The telecommunications industry is the backbone of technological growth and digital transformation. While revenues in the telecom sector declined in the first half of 2020, owing to economic impact as a result of the pandemic, GSMA reported that recovery took place in the second half of the year with increased consumers and households acquiring integrated bundle services and high-speed connectivity becoming sought after across all rungs of society.
If anything, telcos have learnt in the past year that they need to support communities and enterprises to become more digital, using flexible and scalable approaches to cope with volatilities. As countries set sights on becoming digital economies, the telecommunications industry needs to jumpstart transformation from within, using artificial intelligence (AI) and tools like machine learning, deep learning and natural language processing (NLP) to capitalise on its connectivity capabilities and the vast amount of collected data to drive new business opportunities and seek growth.
Projected to reach US$13.45 billion by 2026, the global AI market value in the telecommunications industry is expected to grow at a CAGR of 49.8 percent from 2021. Within the sector, AI can be harnessed to bring about multi-pronged benefits to telcos.
Achieve optimised networks and operations
Any transformation must first begin from within. To ensure robust networks to support growing demand in IoT and connectivity, telcos can only stand to benefit from developing their network infrastructure. One such way is building self-optimising networks (SONs) to automatically improve network quality.
GSMA Intelligence estimates 8.6 billion mobile connections by 2025, up from 7.9 billion in 2020. Of which, two-thirds of the 600 million new connections will arise from APAC and Sub-Saharan Africa. When pressured to provide higher quality and faster networks, telcos can turn to AI applications and algorithms to manage their networks. Using AI-powered solutions, telcos can predict network congestions and address issues using historical data to prevent outages. For telcos, this means leveraging data to perform predictive analytics and anticipate failures based on past patterns. Using AI-powered cameras, IoT sensors and machine learning, real-time monitoring and maintenance of mobile towers can also be carried out effectively and efficiently.
Improved customer service and marketing
Telcos are constantly challenged to improve customer services. In competitive telco landscapes where services are priced not too differently, a rewarding customer journey is what stands out. While humans have limited ability to make sense of the vast amount of data, AI and machine learning can make use of the same set of data to identify consumer behaviours and patterns to better predict and influence outcomes from every point of contact with a consumer. For instance, these tools can also be used to identify and divert customer service calls that can be easily resolved to eventually reduce service calls and operator costs.
Using intelligent virtual assistants or chatbots on AI-powered customer platforms can automate and conduct one-on-one conversations to provide maximum support at reduced business costs.
With prevalent low loyalty rates and high churn rates in the industry, telcos can leverage AI and automation to conduct churn analysis and predictions to map out strategies to achieve customer loyalty. Using algorithms, telcos can work on customers’ profiles to provide meaningful insights into consumers’ behaviours. This allows telcos to personalize customer journeys and deliver seamless customer experiences, providing custom products and services that lead to maximum uptake, and eventually revenue.

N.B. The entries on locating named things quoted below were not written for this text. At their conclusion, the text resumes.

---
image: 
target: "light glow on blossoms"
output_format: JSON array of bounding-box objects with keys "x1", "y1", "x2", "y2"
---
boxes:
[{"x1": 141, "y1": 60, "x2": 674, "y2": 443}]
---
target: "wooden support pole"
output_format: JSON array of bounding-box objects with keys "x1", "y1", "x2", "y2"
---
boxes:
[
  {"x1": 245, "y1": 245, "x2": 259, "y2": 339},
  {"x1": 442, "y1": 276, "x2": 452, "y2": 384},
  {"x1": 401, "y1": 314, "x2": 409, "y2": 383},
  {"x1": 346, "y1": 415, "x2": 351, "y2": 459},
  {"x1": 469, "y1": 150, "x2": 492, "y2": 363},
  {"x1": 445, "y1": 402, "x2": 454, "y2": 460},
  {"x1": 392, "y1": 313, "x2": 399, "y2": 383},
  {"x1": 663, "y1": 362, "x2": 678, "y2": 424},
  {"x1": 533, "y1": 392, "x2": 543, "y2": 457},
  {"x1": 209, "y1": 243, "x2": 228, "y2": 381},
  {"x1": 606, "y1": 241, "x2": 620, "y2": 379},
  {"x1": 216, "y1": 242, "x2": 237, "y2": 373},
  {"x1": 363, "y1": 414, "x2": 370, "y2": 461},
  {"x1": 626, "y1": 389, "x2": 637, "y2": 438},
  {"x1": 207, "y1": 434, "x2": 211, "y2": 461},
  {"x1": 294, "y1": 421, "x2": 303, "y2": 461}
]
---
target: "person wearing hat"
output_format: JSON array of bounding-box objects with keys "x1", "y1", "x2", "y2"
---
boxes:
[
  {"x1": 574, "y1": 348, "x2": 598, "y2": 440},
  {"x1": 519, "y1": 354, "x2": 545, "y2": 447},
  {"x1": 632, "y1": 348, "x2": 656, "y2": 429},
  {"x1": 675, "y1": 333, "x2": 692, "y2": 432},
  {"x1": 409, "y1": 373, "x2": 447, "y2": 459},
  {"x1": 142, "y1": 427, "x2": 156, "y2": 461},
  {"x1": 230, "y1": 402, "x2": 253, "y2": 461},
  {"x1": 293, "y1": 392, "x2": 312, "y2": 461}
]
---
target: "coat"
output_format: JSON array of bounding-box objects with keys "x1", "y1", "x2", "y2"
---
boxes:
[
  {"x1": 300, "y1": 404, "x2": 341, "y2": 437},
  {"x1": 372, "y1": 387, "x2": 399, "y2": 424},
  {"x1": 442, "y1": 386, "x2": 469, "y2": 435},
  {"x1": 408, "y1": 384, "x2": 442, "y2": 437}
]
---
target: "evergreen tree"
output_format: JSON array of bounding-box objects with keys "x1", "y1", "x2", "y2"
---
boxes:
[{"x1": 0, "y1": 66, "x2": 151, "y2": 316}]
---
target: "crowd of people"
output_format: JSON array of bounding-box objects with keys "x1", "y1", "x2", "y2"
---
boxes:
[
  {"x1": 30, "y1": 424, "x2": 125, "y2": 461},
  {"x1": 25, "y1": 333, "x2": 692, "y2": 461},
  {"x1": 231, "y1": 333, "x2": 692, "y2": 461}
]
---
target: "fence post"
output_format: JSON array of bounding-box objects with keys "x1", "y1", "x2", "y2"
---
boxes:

Conversational service automation (CSA) platforms tap on conversational AI, robotic process automation (RPA) and NLP to understand sentiments and manipulate human language to better handle communications and encourage upselling.
Reduced telecom fraud
According to the 2019 Cyber Telecom Crime Report by Europol and Trend Micro, global telecoms fraud costs the industry US$33 billion each year. Of which, International Revenue Share Fraud (IRSF) is the most common fraud scheme encountered. With accelerated digital adoption worldwide and the growing sophistication of cyber-attacks, this figure is expected to be on the rise. One way to counter such errant activities is using fraud management systems that perform real-time fraud detection via machine learning algorithms to mine historical fraudulent activities and detect anomalies and threats in the telecom network.
Essentially, data is king. In today’s data-driven landscape, telcos can seek growth opportunities by tapping on the power of data to drive insights across industries and their digitalisation trajectories. To stay abreast, telcos must develop future-proof solutions to spearhead transformation and generate growth, using analytics to make sense of future paths. For the telecommunications industry, accelerated AI adoption has become a necessity.